Una passione talmente grande da commuoversi mentre parla dei suoi alunni ce l’ha anche la 25enne Nicole Baiguera che è fresca di abilitazione per la classe di concorso A12, italiano e storia, ma ha insegnato pure greco e geografia, e anche in lingua inglese. Per lei all’orizzonte c’è una pausa dall’insegnamento perché sta per trasferirsi a New York per un dottorato di ricerca in letteratura comparata, ma «ho voluto conseguire l’abilitazione prima di partire – dice – per poi tornare ad insegnare». E aggiunge: «Non è stato facile il percorso di abilitazione perché eravamo impegnati nelle lezioni, dopo la scuola, tutti i pomeriggi». Senza contare l’investimento economico che si aggira attorno ai 2mila euro.

Altre testimonianze

Tra chi ha appena terminato il percorso di abilitazione c’è anche Tiziana Serena, 36 anni, di Concesio, che da anni insegna lettere. «Finalmente sono in prima fascia – dice –: questo mi dà maggior sicurezza di lavorare, anche se mi spaventano le continue riforme che ci passano sulla testa. Quest’anno, infatti – spiega –, ho lavorato solo da gennaio perché, nonostante avessi un punteggio molto alto, mi sono vista passare davanti coloro che avevano svolto il Servizio civile, ma con pochissima esperienza». E aggiunge: «Ho avuto una crisi e quindi ho capito che se non si ha l’abilitazione non si lavora. Da qui la decisione di iscrivermi ancora in Cattolica e affrontare il corso che è durato da aprile a giugno tra lezioni e tirocinio, nel mio caso indiretto data l’esperienza nella scuola». E ora il concorso? «No, ho deciso di restare in prima fascia, di non partecipare al prossimo Pnrr3 e di aspettare una tornata con più posti dato che per motivi personali non posso permettermi di essere mandata in un’altra provincia».

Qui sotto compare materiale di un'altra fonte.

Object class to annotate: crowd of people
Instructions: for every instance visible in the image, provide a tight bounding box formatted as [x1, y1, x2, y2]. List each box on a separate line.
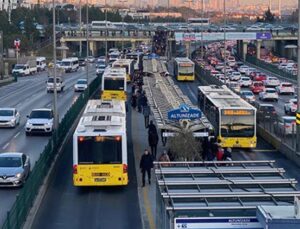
[202, 137, 232, 162]
[152, 31, 167, 56]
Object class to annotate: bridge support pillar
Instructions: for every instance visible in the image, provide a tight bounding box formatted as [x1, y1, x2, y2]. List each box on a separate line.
[256, 40, 262, 59]
[61, 41, 67, 59]
[131, 41, 136, 50]
[185, 41, 191, 58]
[242, 41, 248, 61]
[89, 41, 97, 57]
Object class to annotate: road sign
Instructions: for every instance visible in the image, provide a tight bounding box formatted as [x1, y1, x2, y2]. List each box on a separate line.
[174, 217, 263, 229]
[168, 104, 201, 120]
[14, 39, 21, 49]
[256, 32, 272, 40]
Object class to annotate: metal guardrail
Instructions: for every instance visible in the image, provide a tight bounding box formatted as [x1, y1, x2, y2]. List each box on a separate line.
[246, 55, 297, 81]
[1, 75, 102, 229]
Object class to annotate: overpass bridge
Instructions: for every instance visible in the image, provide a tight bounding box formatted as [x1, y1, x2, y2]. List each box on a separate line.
[59, 27, 299, 58]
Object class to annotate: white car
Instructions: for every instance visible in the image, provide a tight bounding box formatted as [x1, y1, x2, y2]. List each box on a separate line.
[239, 77, 252, 87]
[263, 77, 280, 87]
[0, 108, 20, 128]
[229, 72, 242, 81]
[284, 99, 298, 115]
[245, 68, 256, 76]
[276, 82, 295, 95]
[46, 77, 65, 93]
[240, 90, 255, 103]
[227, 81, 241, 94]
[25, 109, 54, 135]
[259, 88, 278, 102]
[238, 65, 249, 74]
[96, 65, 106, 75]
[74, 79, 88, 92]
[278, 63, 287, 70]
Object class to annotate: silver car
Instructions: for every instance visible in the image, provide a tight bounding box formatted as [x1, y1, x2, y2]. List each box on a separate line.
[0, 108, 20, 128]
[0, 152, 30, 187]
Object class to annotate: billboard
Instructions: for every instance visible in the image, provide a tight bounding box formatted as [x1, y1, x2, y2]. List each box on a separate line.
[175, 32, 272, 41]
[174, 217, 263, 229]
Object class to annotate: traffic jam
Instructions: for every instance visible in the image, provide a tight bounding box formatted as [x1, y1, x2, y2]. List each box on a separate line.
[194, 41, 298, 135]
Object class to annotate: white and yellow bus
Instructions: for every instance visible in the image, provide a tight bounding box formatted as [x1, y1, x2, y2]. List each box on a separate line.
[174, 57, 195, 81]
[73, 99, 128, 186]
[198, 85, 257, 149]
[101, 67, 127, 100]
[112, 59, 134, 83]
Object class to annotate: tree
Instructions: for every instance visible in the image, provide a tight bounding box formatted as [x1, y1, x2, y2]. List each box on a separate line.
[263, 7, 275, 23]
[168, 129, 201, 161]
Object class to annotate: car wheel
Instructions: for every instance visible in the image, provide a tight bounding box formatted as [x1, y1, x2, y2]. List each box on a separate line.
[284, 108, 288, 115]
[274, 99, 278, 102]
[25, 132, 30, 136]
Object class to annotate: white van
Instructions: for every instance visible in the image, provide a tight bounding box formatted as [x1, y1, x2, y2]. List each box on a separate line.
[36, 57, 46, 72]
[60, 57, 79, 73]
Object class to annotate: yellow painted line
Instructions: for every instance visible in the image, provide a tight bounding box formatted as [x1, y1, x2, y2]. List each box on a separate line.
[132, 110, 156, 229]
[143, 187, 156, 229]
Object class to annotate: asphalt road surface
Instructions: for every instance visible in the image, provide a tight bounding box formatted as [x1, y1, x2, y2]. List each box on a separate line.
[0, 66, 96, 225]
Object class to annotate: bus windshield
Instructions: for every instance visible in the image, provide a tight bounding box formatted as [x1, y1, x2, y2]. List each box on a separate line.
[78, 136, 122, 164]
[104, 78, 124, 90]
[220, 115, 255, 137]
[179, 66, 194, 75]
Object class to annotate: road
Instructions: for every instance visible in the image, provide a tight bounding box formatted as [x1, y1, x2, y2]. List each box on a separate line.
[31, 96, 142, 229]
[175, 79, 300, 189]
[0, 66, 96, 225]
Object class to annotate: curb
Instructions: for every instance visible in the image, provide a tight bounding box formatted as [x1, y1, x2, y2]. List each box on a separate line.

«Era il mio sogno: mi piace trasmettere conoscenza e la passione per la mia materia»: così Maurizio Mingardi, 39 anni di Passirano, che insegna inglese e spagnolo. Ha già partecipato ai due concorsi più recenti, il Pnrr1 e il Pnrr2, ma pur essendo stato dichiarato idoneo non è un vincitore di concorso:«Farò anche il prossimo – dice –, ma spero di farne il meno possibile. Il problema è che non c’è una graduatoria, quindi, non so se sarò chiamato tra il 30% dei non vincitori. Al di là del precariato – conclude – fa rabbia aver superato l’esame e non entrare».